Even today, much work remains. Fundraising to date stands at $33 million, though Power feels confident that, with the company and school’s building finally real, donors will be inspired.

“I can hear donors in my mind from years back saying, ‘Well, let’s see how this goes,’ and ‘Let’s see the building.’”

The company is hoping for $2.5 million from the state on top of $6.7 million that has already been awarded. Hard-hat tours with several dozen potential donors in recent months have yielded about $3 million in gifts, she said.

“I believe it’s going to inspire a lot of people that have been waiting to see it,” said Power. “Seeing is believing.”

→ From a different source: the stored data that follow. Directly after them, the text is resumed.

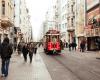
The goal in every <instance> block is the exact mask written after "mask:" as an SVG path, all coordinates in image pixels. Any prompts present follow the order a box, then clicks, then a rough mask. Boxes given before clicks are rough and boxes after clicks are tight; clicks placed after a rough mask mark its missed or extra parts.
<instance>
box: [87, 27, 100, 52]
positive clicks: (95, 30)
mask: <svg viewBox="0 0 100 80" xmlns="http://www.w3.org/2000/svg"><path fill="white" fill-rule="evenodd" d="M86 38H87V50H89V51H90V50H100V28H95V29H90V30H89V29H87V30H86Z"/></svg>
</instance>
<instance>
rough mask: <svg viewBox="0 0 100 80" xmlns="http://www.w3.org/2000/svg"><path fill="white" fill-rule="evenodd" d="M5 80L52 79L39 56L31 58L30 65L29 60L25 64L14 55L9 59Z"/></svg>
mask: <svg viewBox="0 0 100 80" xmlns="http://www.w3.org/2000/svg"><path fill="white" fill-rule="evenodd" d="M0 63H1V60H0ZM0 68H1V65H0ZM0 72H1V71H0ZM0 80H4V78H0ZM6 80H52V79H51V77H50V75H49V73H48V70H47V69H46V66H45V64H44V63H43V60H42V58H41V57H40V55H39V54H37V55H34V56H33V62H32V64H30V63H29V59H28V61H27V63H25V62H24V61H23V57H22V56H18V55H16V54H14V55H13V56H12V58H11V64H10V69H9V75H8V77H7V78H6Z"/></svg>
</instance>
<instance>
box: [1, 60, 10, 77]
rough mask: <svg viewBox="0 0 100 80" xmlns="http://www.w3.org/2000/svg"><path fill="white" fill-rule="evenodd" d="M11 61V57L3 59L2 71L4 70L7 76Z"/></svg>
mask: <svg viewBox="0 0 100 80" xmlns="http://www.w3.org/2000/svg"><path fill="white" fill-rule="evenodd" d="M9 62H10V59H2V67H1V71H2V74H4V75H5V77H6V76H8V69H9Z"/></svg>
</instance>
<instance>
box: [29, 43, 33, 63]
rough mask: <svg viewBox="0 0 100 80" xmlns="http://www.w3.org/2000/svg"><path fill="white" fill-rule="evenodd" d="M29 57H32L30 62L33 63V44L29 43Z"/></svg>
mask: <svg viewBox="0 0 100 80" xmlns="http://www.w3.org/2000/svg"><path fill="white" fill-rule="evenodd" d="M29 58H30V63H32V58H33V44H32V43H30V44H29Z"/></svg>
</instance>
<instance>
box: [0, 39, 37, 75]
mask: <svg viewBox="0 0 100 80" xmlns="http://www.w3.org/2000/svg"><path fill="white" fill-rule="evenodd" d="M16 51H17V53H18V55H21V54H23V58H24V62H27V55H28V56H29V59H30V63H32V58H33V53H34V54H36V53H37V44H34V43H32V42H29V43H25V42H19V43H18V44H16V43H15V44H13V45H12V44H11V43H10V42H9V38H8V37H5V38H4V40H3V42H2V43H0V57H1V74H2V75H1V77H7V76H8V70H9V63H10V58H11V56H12V53H15V52H16Z"/></svg>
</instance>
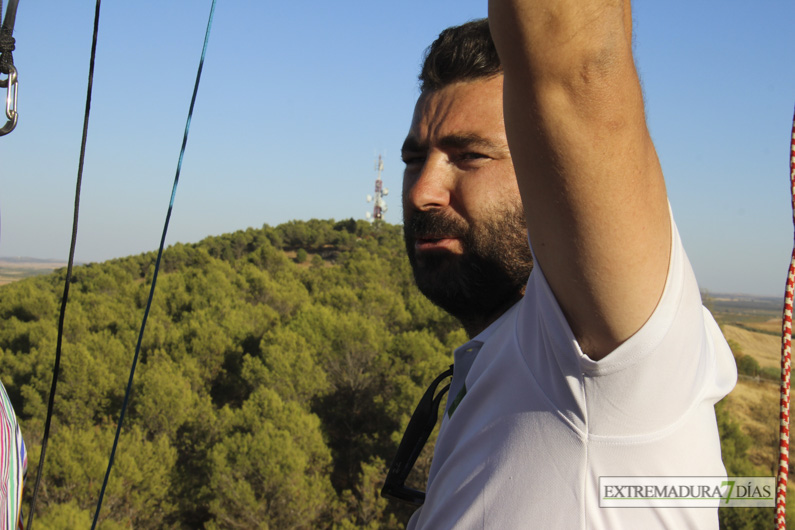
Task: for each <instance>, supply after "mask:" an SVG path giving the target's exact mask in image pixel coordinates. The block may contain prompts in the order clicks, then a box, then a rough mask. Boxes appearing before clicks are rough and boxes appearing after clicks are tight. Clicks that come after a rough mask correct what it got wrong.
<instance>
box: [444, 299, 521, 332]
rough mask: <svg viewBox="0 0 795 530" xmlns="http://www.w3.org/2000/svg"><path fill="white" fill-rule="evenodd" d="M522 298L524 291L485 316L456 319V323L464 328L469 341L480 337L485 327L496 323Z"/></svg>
mask: <svg viewBox="0 0 795 530" xmlns="http://www.w3.org/2000/svg"><path fill="white" fill-rule="evenodd" d="M522 296H524V289H522V292H521V293H517V294H516V296H512V297H510V298H509V299H507V300H505V302H504V303H503V304H502V305H500V306H499V307H498V308H497V309H495V310H494V311H491V312H490V313H489V314H488V315H487V316H481V317H474V318H458V321H459V322H461V325H462V326H464V331H466V333H467V336H468V337H469V338H470V339H473V338H475V337H476V336H478V335H480V333H481V332H483V330H485V329H486V328H487V327H489V326H491V325H492V324H493V323H494V322H496V321H497V319H499V318H500V317H501V316H502V315H503V314H504V313H505V312H506V311H508V310H509V309H510V308H511V307H513V306H514V304H516V302H518V301H519V300H521V299H522Z"/></svg>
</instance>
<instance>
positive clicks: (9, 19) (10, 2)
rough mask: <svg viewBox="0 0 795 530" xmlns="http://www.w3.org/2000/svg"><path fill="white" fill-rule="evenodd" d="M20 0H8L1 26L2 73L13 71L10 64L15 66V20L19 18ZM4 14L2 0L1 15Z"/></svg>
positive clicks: (2, 3)
mask: <svg viewBox="0 0 795 530" xmlns="http://www.w3.org/2000/svg"><path fill="white" fill-rule="evenodd" d="M18 4H19V0H8V7H7V8H6V14H5V18H4V19H3V25H2V27H0V74H5V75H8V74H9V73H11V69H10V68H9V67H10V66H14V56H13V55H12V54H11V52H13V51H14V44H15V43H14V37H12V35H13V33H14V22H15V21H16V19H17V5H18ZM2 16H3V2H2V0H0V17H2Z"/></svg>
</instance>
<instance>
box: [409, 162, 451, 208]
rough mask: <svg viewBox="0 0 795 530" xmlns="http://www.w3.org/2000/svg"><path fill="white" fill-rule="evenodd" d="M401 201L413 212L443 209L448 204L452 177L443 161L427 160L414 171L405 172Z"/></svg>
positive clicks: (449, 169) (450, 192) (449, 194)
mask: <svg viewBox="0 0 795 530" xmlns="http://www.w3.org/2000/svg"><path fill="white" fill-rule="evenodd" d="M403 180H404V184H405V185H406V187H405V188H404V193H403V200H404V202H406V203H407V206H411V207H412V208H414V209H415V210H419V211H425V210H431V209H433V208H443V207H445V206H448V205H449V204H450V197H451V193H452V189H453V175H452V173H451V171H450V168H449V167H447V164H445V162H444V161H443V160H439V159H432V158H429V159H428V160H426V161H425V163H424V164H423V165H422V167H420V168H418V169H417V170H416V171H414V172H412V171H410V168H408V169H407V170H406V173H405V175H404V177H403Z"/></svg>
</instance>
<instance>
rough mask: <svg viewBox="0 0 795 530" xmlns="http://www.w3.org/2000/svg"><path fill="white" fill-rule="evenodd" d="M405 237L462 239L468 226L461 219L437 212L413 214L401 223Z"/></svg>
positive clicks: (465, 232)
mask: <svg viewBox="0 0 795 530" xmlns="http://www.w3.org/2000/svg"><path fill="white" fill-rule="evenodd" d="M403 230H404V231H405V233H406V236H407V237H411V238H414V239H441V238H443V237H455V238H463V237H465V236H466V235H467V233H468V232H469V226H467V224H466V222H465V221H464V220H462V219H456V218H454V217H450V216H449V215H447V214H445V213H443V212H441V211H439V210H428V211H422V212H413V213H412V214H411V215H410V216H409V217H408V219H405V220H404V222H403Z"/></svg>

Naming rights to the building are still available, either in perpetuity or perhaps on a rolling basis to a corporation.

The building on North Broad Street just south of Callowhill is connected to the ballet’s existing low-slung building set back from the street, which will now undergo renovations. The facade of the new five-story structure designed by Philadelphia’s Varenhorst Architects is faced in stainless steel subtly etched at the bottom with silhouettes of dancers.

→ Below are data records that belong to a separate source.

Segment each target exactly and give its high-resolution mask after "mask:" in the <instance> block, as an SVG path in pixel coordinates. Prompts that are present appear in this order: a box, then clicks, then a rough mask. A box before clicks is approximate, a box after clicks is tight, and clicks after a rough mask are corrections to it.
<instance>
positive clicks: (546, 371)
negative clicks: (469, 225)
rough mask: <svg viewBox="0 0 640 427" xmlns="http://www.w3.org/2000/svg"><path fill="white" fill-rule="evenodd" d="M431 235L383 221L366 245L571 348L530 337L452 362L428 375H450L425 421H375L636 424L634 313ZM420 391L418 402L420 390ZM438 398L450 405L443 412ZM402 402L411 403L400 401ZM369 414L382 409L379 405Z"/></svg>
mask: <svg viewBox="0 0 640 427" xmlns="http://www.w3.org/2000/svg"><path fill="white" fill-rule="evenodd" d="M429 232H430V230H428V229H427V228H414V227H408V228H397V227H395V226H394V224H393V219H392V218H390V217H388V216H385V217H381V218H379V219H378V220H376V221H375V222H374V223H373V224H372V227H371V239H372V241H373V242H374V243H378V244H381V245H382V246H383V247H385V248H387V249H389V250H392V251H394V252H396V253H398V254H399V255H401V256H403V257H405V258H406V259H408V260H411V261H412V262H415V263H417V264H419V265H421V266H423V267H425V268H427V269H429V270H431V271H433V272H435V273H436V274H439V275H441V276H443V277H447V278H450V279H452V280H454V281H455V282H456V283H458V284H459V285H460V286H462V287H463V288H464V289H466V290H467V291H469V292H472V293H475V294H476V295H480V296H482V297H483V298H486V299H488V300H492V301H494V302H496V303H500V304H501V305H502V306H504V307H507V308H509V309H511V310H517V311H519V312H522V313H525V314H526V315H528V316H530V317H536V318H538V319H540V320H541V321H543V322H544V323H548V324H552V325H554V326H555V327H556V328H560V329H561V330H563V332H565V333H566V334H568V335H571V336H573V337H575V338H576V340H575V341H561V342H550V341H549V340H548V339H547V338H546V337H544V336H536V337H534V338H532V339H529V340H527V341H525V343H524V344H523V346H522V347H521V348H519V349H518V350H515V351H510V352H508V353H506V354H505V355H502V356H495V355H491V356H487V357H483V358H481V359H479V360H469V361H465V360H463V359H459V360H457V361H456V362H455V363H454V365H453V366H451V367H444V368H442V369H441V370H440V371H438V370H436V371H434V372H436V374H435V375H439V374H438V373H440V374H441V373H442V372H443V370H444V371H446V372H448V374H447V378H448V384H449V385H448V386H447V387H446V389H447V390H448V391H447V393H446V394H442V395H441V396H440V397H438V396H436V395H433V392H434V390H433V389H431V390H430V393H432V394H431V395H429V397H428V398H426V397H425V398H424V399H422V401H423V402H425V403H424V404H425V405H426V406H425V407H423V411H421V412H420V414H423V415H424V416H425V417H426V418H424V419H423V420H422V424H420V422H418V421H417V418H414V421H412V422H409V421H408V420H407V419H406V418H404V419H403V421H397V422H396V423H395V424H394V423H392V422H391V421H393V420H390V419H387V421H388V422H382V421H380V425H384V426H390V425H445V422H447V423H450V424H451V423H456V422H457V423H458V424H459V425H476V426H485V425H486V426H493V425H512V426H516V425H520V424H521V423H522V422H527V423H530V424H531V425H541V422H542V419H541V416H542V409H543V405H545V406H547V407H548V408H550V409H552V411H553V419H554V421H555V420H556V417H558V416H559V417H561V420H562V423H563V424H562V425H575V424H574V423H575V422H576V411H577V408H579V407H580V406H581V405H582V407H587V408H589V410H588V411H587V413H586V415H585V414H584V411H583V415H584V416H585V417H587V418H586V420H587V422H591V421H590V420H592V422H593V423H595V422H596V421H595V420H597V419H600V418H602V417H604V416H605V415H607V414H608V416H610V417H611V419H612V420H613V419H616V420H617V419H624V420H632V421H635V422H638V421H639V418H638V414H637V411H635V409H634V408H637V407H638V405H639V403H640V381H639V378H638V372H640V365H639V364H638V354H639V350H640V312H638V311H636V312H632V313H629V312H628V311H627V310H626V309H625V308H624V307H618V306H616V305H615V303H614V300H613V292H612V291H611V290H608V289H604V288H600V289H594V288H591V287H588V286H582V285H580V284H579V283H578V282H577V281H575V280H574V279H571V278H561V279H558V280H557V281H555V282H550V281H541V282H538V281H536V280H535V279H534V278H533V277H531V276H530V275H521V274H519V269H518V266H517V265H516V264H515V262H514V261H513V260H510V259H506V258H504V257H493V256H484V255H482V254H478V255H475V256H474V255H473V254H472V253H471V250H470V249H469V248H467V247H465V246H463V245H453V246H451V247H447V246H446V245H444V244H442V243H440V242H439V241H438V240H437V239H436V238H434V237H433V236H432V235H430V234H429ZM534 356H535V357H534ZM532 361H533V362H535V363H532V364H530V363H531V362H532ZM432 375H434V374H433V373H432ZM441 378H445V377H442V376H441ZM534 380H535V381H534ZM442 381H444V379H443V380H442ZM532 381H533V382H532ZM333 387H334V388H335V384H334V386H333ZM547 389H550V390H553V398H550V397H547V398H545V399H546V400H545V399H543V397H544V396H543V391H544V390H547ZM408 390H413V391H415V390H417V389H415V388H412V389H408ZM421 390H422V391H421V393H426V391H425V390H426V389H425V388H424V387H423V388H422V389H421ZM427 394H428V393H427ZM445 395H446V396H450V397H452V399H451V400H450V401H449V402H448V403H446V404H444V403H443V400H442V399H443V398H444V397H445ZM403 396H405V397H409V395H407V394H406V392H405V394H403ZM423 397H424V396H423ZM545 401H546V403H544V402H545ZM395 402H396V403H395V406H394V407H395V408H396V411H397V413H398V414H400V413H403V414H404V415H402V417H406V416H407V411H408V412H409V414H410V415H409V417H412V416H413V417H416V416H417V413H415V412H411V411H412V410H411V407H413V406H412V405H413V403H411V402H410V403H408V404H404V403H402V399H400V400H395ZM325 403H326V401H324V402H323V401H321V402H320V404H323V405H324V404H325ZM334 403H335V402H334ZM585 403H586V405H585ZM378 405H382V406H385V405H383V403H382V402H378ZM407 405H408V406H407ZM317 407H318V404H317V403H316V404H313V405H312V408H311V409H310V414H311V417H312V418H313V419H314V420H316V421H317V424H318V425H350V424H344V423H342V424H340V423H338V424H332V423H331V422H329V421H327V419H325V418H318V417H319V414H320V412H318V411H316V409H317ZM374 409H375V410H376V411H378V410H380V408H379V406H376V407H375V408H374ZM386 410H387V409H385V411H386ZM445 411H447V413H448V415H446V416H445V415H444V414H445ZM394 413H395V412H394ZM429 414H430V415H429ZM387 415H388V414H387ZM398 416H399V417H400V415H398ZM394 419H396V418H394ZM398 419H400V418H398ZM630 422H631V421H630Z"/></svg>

Even during move-in this week, elements of construction and fit-out remained to be completed. An LED display at one corner of the building is expected to be in place by July, artwork for the lobby is on the way, the music library had no scores or parts as of Monday. The blackbox theater on the first floor — named for company founder Barbara Weisberger — was just getting its seating.

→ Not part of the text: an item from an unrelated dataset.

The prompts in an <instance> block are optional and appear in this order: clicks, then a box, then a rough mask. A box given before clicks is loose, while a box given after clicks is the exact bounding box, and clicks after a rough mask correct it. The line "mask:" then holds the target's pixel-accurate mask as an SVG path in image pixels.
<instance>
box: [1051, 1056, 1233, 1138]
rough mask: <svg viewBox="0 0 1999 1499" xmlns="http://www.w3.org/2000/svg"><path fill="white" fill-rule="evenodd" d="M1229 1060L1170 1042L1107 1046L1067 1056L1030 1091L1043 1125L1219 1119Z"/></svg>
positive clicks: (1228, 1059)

But already, a walk-through suggests an environment that’s quite different from the ballet’s existing tight warren of offices and studios.

The new studio on the building’s top floor has two walls of glass, providing passersby with views of dancers warming up on barres. The size and dimensions of the space replicate those of the Academy of Music stage, so the transition from rehearsal to performance space will be more seamless than before.

Reminders of what it’s all about sometimes greet visitors in surprising ways.

Walking down a corridor of doors, one passes a low window opening a view into a studio below, where by chance on this day two dancers were working out a section of Romeo and Juliet with a rehearsal pianist.

The wardrobe department is lined with windows, and administrative and meeting spaces are filled with sunlight.

“I feel like we’re already thinking differently now that we’re in a space where we’re not climbing over each other,” said wardrobe manager Jennifer Tierney, whose wardrobe space is double of what it had been in the old building.

While the building won’t be a public one, it will often invite in the public in a way the old space could not. Performances in the blackbox theater are planned, but perhaps the dance center will also host wellness programs for neighbors, after-school story-telling relating to Swan Lake, or yoga classes for the public.

“We’re not trying to be the YMCA,” said Power. “We want to keep it within the arts and keep it within what we know we can do well. That’s why we’re taking our time to figure it out. We hope to attract a lot of people that maybe don’t know about the ballet. The way our [other] building was situated, people didn’t even know where we were.”

Construction is expected to last through June — finishing in time for the start of the School of Philadelphia Ballet’s summer intensive — with an official opening slated for September.

Corella said the new building remedies a disconnect between the ambition and scale of the company, and the stature of the facilities it has occupied.

“We’re one of the main ballet companies in the United States and around the world. Now we have a building that actually matches that.”